Sul PGA Tour va in scena uno degli eventi più prestigiosi della stagione: the Memorial Tournament presented by Workday a Muirfield Village. Giunto alla 50ª edizione, il torneo di Jack Nicklaus vede Scottie Scheffler cercare il tris storico, con Rory McIlroy, Ludvig Åberg, Russell Henley e tanti altri top player pronti a sfidarlo. Sul DP World Tour si gioca il KLM Open, terzo torneo nazionale consecutivo dell’European Swing. Al The International di Amsterdam tornano ben otto italiani: Guido Migliozzi (campione in carica 2024), Francesco Molinari, Matteo Manassero, Francesco Laporta, Gregorio De Leo, Stefano Mazzoli, Renato Paratore e Filippo Celli. Sull’HotelPlanner Tour è di scena lo Swiss Challenge a Golf Sempach, uno dei campi più belli e impegnativi della Svizzera. Anche qui l’Italia è ben rappresentata con Lorenzo Scalise, Matteo Cristoni, Aron Zemmer e Jacopo Vecchi Fossa, tutti a caccia di punti pesanti per la Road to Mallorca. Nel LIV Golf il Real Club Valderrama ospita per la quarta volta il LIV Golf Andalucia, con Jon Rahm, Sergio García, Bryson DeChambeau, Cameron Smith e le altre grandi star del circuito saudita su uno dei tracciati più tattici d’Europa. Sul fronte femminile, il LPGA Tour assegna il secondo major della stagione: lo U.S. Women’s Open presented by Ally al leggendario Riviera Country Club, che per la prima volta nella storia accoglie il torneo. Nelly Korda e le migliori giocatrici del mondo si confrontano su un campo iconico.
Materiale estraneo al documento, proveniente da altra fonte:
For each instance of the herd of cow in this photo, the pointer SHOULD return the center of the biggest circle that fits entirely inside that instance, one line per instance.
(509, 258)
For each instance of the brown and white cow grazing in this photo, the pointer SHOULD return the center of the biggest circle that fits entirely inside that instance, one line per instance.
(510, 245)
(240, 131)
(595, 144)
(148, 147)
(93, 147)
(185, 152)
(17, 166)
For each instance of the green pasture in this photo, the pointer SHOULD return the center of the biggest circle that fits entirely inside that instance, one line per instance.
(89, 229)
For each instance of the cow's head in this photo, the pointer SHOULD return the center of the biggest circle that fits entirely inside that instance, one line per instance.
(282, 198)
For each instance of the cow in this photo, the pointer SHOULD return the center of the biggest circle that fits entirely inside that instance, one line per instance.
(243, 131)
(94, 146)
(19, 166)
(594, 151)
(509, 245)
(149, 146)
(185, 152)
PGA Tour – the Memorial Tournament presented by Workday
Uno degli appuntamenti più storici e prestigiosi del PGA TOUR compie 50 anni. I migliori giocatori al mondo tornano questa settimana a Muirfield Village per the Memorial Tournament presented by Workday, settimo degli otto Signature Event della stagione 2026, ospitato come sempre da Jack Nicklaus.
Sarà una settimana speciale sotto diversi aspetti. Scottie Scheffler, numero 1 mondiale, arriva da due vittorie consecutive (2024 e 2025) e punta a un’impresa rara: il tris nello stesso evento, qualcosa che sul PGA TOUR non si vede dal 2009-2011, quando Steve Stricker dominò il John Deere Classic per tre anni di fila. Scheffler ha trovato in Muirfield Village un terreno di caccia ideale nelle ultime stagioni. Reduce da un ottimo terzo posto solitario al CJ Cup Byron Nelson, il texano vuole scrivere un nuovo capitolo della sua straordinaria carriera.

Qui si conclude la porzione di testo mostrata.